More than 100 protesters, including Indigenous leaders, gathered outside Channel Seven’s Sydney studio in Martin Place on Friday morning after panellists on Sunrise’s ‘Hot Topic’ segment on Tuesday appeared to justify the Stolen Generation.
A Seven spokesperson for Sunrise told The New Daily they respected the group’s right to protest “as much as we respect the right to free speech”.
Protestors gathered outside the studio, holding the Aboriginal flag and signs such as ‘Sunlies’ and ‘Stop Stealing Our Kids’, but they did not appear in the background of the show’s broadcast.
“Some of the group were holding offensive signage, and some began banging on the window mouthing obscenities,” the Seven spokesperson explained in a statement.
“To ensure regulatory compliance, and bearing in mind the potential for young children to be watching, the decision was made to utilise a generic backdrop.”
During the Tuesday show, panellist Prue MacSween, a former journalist, said removing at-risk Indigenous children from their homes was a “no-brainer”.
She said Australia shouldn’t be deterred by political correctness and argued it was better to remove Aboriginal children from a “dangerous situation”.
“Just like the first Stolen Generation where a lot of children were taken because it was for their wellbeing, we need to do it again,” she said.

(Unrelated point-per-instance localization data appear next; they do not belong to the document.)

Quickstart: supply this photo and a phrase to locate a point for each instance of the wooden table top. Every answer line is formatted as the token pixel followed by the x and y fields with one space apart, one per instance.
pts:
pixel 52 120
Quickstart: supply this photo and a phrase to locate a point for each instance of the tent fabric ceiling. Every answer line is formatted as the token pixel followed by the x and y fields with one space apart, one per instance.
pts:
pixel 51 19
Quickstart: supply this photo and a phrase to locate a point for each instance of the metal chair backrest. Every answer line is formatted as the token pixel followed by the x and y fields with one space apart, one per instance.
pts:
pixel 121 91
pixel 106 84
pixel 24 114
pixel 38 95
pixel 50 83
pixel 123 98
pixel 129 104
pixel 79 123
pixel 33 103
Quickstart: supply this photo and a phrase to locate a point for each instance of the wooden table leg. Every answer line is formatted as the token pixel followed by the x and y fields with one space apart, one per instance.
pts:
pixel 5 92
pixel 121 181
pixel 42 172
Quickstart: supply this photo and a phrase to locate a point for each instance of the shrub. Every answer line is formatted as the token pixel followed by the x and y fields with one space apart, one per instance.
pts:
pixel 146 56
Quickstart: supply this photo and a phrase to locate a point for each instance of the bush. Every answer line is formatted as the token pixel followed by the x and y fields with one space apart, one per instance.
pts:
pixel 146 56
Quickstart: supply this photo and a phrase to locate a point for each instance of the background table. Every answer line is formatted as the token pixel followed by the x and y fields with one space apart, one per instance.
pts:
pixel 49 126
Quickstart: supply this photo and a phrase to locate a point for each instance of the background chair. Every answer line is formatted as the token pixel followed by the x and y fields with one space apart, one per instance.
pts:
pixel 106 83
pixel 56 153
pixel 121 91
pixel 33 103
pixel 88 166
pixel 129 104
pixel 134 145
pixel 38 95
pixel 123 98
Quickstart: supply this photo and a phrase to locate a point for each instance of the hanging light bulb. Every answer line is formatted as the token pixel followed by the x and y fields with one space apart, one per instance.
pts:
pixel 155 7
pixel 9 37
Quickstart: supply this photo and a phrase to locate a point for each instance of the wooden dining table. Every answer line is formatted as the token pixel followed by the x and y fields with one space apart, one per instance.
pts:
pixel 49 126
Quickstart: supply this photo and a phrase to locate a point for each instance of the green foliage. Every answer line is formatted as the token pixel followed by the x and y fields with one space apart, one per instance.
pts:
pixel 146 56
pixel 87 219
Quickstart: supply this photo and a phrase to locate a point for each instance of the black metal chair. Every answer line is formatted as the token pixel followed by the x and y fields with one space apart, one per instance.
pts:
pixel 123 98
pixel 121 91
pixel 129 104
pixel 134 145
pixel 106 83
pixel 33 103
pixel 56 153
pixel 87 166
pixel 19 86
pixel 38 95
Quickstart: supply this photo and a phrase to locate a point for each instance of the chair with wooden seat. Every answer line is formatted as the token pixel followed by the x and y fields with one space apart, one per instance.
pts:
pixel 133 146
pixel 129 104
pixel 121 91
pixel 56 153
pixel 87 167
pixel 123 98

Host Samantha Armytage had invited Ms MacSween and Ben Davis, a former sports presenter, to respond to comments made by federal Children’s Minister David Gillespie.
News Corp reported that Mr Gillespie had called for rule changes to allow abused Indigenous children to be adopted by white families.
“If a child is being raped, we can’t just say it’s OK on cultural grounds,” Dr Gillespie was quoted as saying in The Courier Mail.
Mr Gillespie had suggested Aboriginal children could be put up for adoption to save them from rape, assault and neglect.
Naomi Murphy of the Victorian Aboriginal Legal Service told The New Daily she was “gobsmacked” by the comments made on Sunrise and said she believed the White Australia Policy was “thriving” in 2018.
Ms Murphy said her mother was a part of the Stolen Generation, but had been removed from her family because of her skin colour, not because she had been abused.
“Aboriginal people need support and acknowledgement and agencies need to help families in distressing situations.”
Since the public backlash Channel Seven has deleted the segment from social media.
Ms Armytage also spoke out in a since-deleted tweet, urging the public to, “watch the video before you comment, so you know what actually happened”.
The New Daily has asked Channel Seven if Sunrise intends to issue an apology or retraction for comments made about the Stolen Generation. They had not responded at the time of publication.